Gordon H. Clark (2013-03-04T05:00:00+00:00). What Is The Christian Life? (Kindle Locations 2959-2969). The Trinity Foundation. Kindle Edition.

Charlie J. Ray said...

All Scripture is "profitable," though. That means doctrine can be drawn from even the most obscure details.

Charlie J. Ray said...

"The thief was not a systematic theologian. There were many propositions he did not know. But he knew he was being punished justly for his sins; he knew Jesus was innocent. He was impressed and convinced by Jesus’ demeanor. So he said, not merely said, but confessed Jesus as Lord. He may not have known much, but he knew more than some evangelists give him credit for."
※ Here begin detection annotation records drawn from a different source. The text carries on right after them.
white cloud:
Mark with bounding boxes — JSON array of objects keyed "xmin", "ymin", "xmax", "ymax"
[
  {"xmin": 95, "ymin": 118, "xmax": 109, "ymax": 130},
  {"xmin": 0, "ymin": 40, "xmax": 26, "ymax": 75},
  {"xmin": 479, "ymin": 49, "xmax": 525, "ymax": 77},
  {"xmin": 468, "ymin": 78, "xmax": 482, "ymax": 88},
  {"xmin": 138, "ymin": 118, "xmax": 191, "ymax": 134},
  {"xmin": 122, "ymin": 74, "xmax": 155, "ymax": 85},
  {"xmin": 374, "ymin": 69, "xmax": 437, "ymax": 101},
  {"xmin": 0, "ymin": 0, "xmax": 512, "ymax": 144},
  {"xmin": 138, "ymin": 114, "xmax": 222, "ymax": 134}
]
"For such reasons as these the idea of a minimum faith must be dropped as un-Biblical. The evangelist is un-Biblical who decides to preach only a little bit of God’s revelation. Granted that no preacher can cover the entire Bible in one sermon, nevertheless he should not decide on principle to omit certain themes. He should in many sermons try to explain all he can. “All he can” no doubt should be limited by what the audience or the prospect can understand. One of the worst principles imaginable was expressed by a very popular but very stupid evangelist in Canada who said, No one has the right to hear the Gospel twice until everybody has heard it once. Another man of similar sentiments boasted that he had preached on five continents. But more than likely the poor natives in the Andes or the Himalayas understood nothing at all when the preacher gave them one sermon and then ran off to another continent."

"The Gospel is a message to be understood. Knowledge is the first and an essential part of faith."

"But though it is essential, knowledge or understanding alone is not faith. A man may know and understand the Gospel message and yet not believe it. A professor of philosophy knows and understands many systems of philosophy, but obviously he cannot believe them all. He may accept one, but the others he knows without accepting. Therefore a second essential part of faith is acceptance or assent."

Gordon H. Clark (2013-03-04T05:00:00+00:00). What Is The Christian Life? (Kindle Locations 2982-2996). The Trinity Foundation. Kindle Edition.